J’ai mangé seul pour la première fois de ma vie en 2008 Didier Lacroix
Mais en a-t-il envie ? Là encore, difficile à dire. Il ne manque pourtant pas de partisans, en particulier parmi ses anciens partenaires comme Emile N’Tamack : « Pour lui, c’était une consécration de jouer en équipe première. Le symbole serait extraordinaire s’il arrivait à la présidence. »
Franck Belot : « Si un jour, ça s’offre à lui, il sera légitime pour le devenir. Ce serait un immense bonheur et une grande fierté. Il est comme son père, il n’aime pas aller au conflit. Le club passe avant tout. » Ce que confirme le principal intéressé : « Je n’ai pas besoin, pour flatter mon ego, d’être président du Stade.
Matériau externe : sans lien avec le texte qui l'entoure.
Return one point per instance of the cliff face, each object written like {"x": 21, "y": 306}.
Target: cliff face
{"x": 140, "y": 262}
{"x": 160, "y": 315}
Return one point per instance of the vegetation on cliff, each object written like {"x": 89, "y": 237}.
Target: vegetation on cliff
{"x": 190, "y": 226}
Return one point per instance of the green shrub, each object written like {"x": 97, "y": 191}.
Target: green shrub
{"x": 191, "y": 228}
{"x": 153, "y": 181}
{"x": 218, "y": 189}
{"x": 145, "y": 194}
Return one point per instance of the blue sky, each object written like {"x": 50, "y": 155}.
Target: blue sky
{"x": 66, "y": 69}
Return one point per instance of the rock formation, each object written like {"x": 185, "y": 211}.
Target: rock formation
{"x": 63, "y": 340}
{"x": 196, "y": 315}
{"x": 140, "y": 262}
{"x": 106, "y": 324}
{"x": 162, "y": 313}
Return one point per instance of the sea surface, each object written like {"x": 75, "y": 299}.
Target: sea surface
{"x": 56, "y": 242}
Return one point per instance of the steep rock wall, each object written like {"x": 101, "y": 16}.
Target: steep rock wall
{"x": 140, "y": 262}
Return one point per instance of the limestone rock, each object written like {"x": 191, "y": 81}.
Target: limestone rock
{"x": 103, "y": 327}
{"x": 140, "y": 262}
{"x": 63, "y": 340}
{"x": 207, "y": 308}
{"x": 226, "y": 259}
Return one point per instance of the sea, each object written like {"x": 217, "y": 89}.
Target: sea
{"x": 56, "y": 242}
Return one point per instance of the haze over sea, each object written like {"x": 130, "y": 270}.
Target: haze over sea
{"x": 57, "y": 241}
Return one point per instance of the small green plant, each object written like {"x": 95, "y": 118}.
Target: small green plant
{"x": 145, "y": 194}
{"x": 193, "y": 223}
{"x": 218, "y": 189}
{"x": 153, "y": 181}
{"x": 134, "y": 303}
Certains oublient que faire entrer du fric dans les caisses, comme je le fais depuis 20 ans, c’est aussi faire avancer le club ! »
Pour Sylvain Dispagne, la marche est peut-être encore un peu haute : « Il ferait un bon président, il en a les capacités, l’étoffe et la connaissance. Mais peut être pas dans l’immédiat. Car bien qu’il ait un peu mûri, il a toujours ce tempérament de chien fou. »
Une chose est sûre, Didier Lacroix a encore des rêves plein la tête. Notamment celui de se rapprocher de la nature autour « de l’élevage de taureau, de la viticulture, ou de l’huile d’olive. » À moins que ce ne soit tout autre chose. Parce qu’au fond, nul ne le connait vraiment. Pas même son frère : « Il est capable de faire des centaines de kilomètres pour des bringues mais aussi pour des enterrements. Il est capable de tout arrêter, de tout annuler pour se rendre disponible. Didier, c’est l’eau et le feu. » Sombra y sol comme on dit dans le milieu taurin.